A BALB/c mouse (female, 7 weeks, 16 g) purchased from Jackson Laboratory (Maine, United States) was used for this experiment. The mouse was anesthetized with 2.5% isoflurane at a flow rate of 1 liter/min initially, and the hair on the whole body surface was removed. ICG-NPs with an LCST of ~35–36 °C and ExiTron nano 12000 were mixed together with a volume ratio of 2:1. The mouse was injected with 150 µL mixed contrast agents via the tail vein, which corresponded to a 153.75 mg/kg dose of ICG-NPs. The size and concentration of the ICG-NPs in its stock solution are 334.8 nm and 24.60 mg/mL, respectively (see SI for details). The 2D planar fluorescence images (excitation/emission: 808/830 nm) of the whole mouse body were taken at 0 and 3 h after the injection. Afterwards, the mouse was placed on the transparent parafilm covered by ultrasound gel with the left side of the body upward for USF imaging (SI, Fig. S11(c)). The USF imaging was started at 4 h after the i.v. injection since it took about one hour to prepare the experiment. After the USF imaging and sacrifice of the animal, another 2D planar fluorescence image of the dead mouse was taken at about 9 h after the i.v. injection. The dead mouse was then scanned by the micro-CT system. After CT imaging, the main organs (heart, liver, spleen, kidney, stomach, small intestine, and large intestine) were dissected and put on a parafilm. These ex vivo organs were immediately imaged using the fluorescence imaging system and the CT imaging system. The spleen was then inserted into a piece of porcine heart tissue (thickness: ~10 mm) for ex vivo USF imaging. The spleen was placed near the top of the heart tissue to simulate the situation when the spleen was in the mouse body. The 2D planar fluorescence imaging, USF imaging, and CT imaging of the heart tissue with spleen inside were carried out in sequence. To realize ex vivo USF imaging, the water temperature was kept at 37 °C.
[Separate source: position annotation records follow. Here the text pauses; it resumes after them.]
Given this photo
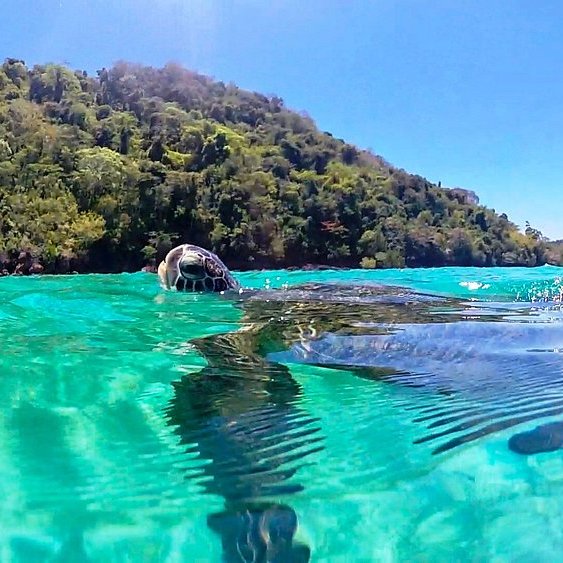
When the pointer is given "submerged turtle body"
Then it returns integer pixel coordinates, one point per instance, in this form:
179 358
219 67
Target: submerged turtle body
192 268
243 415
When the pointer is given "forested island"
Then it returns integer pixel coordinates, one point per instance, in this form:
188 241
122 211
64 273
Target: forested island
107 173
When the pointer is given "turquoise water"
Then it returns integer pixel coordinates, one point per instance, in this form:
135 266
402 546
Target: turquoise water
133 431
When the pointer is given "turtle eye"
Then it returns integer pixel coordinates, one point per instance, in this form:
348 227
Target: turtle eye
191 267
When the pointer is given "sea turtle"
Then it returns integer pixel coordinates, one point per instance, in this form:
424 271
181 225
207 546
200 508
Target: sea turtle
242 411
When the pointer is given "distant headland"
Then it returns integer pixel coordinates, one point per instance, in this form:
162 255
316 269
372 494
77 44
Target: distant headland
107 173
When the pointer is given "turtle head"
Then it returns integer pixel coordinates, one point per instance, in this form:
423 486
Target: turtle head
191 265
192 268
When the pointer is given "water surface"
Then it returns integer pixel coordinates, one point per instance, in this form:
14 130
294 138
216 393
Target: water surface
355 424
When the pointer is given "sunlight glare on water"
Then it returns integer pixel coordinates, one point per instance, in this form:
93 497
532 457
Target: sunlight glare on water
354 425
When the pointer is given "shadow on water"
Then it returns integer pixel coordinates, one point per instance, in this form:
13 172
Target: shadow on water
239 415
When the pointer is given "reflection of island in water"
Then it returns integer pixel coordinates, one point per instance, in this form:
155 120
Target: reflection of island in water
239 413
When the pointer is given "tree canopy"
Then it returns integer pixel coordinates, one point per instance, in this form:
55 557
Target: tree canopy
106 173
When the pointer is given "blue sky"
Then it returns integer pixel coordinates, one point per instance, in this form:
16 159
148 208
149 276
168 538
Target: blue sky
466 92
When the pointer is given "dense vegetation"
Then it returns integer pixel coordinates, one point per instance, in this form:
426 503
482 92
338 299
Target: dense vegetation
107 173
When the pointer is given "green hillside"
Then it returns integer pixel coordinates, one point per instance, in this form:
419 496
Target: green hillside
106 173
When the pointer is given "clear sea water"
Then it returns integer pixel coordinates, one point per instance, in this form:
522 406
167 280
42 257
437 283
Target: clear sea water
355 426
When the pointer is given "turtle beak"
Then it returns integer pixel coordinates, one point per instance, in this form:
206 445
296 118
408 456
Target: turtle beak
191 267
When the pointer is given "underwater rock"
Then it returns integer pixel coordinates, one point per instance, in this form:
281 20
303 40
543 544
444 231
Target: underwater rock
544 438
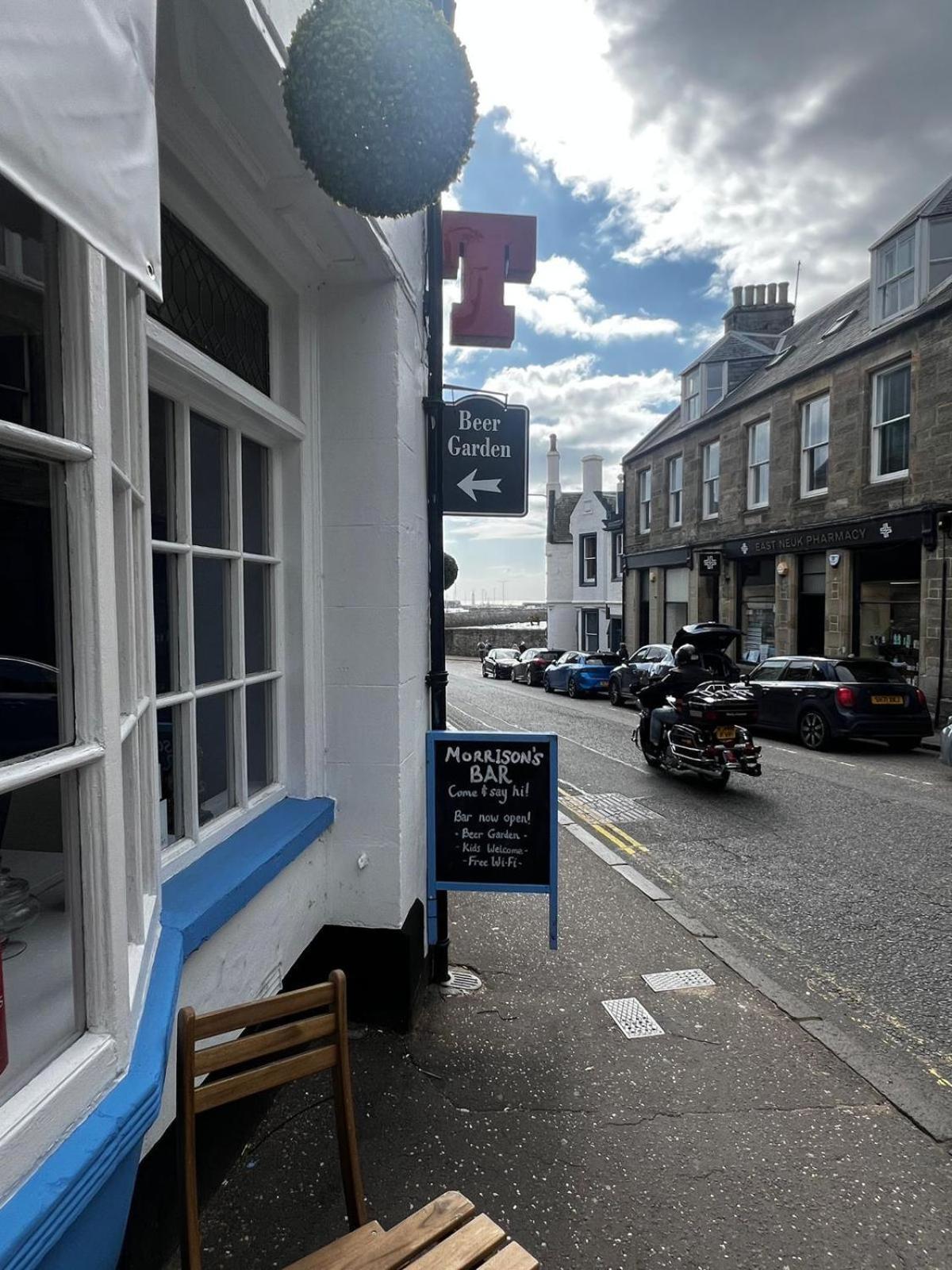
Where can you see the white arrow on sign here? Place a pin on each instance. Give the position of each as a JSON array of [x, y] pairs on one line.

Image processing and co-registration

Briefly, a raw USF signal was recorded at each position on the scan plane as a function of time. By fitting the raw USF signal and finding the maximum value in the time window of 2 to 5 s at each location, the USF signal strength at each location was extracted. Similar to fluorescence confocal or 2-photon microscopy, USF adopted a point-by-point scanning method. Therefore, the USF signal strength was directly correlated to the distribution of the contrast agent, although it was not exactly equal. Consequently, in this study the spatial distribution of the USF signal strengths was used to represent the contrast agent distribution. Stricter methods can be seen in the section of USF image processing in SI. The noise and artifacts were removed by correlating the fitted USF signal with three typical reference signals. In each experiment, all USF data were evaluated, and three typical USF curves were selected. Then, the selected three data were fitted, and the resultants were used as the reference signals for correlation (see Fig. S5(b)). The quality of the USF image was further optimized by image segmentation via the 2D Otsu method34. The CT image was reconstructed and processed via NRecon and CTAn (Bruker, Kontich, Belgium). The USF scan region was extracted from the reconstructed CT image by comparing the 2D planar fluorescence image with the X-ray projection image of the phantom or the mouse. The results of CT imaging and USF imaging were co-registered in DataViewer (Bruker, Kontich, Belgium). Because the rough locations of the contrast distribution shown in both imaging modalities were very close to each other, the co-registration was achieved by slightly adjusting the angle and location of the objects. The 3D visualization of the images was achieved via ParaView (Los Alamos National Laboratory, Sandia National Laboratory, Kitware Inc). The details of the USF image processing are shown in the section on USF image processing in SI.

Ethics approval

All animal studies were approved by the University of Texas at Arlington’s Institutional Animal Care and Use Committee and performed in accordance with their guidance and regulations.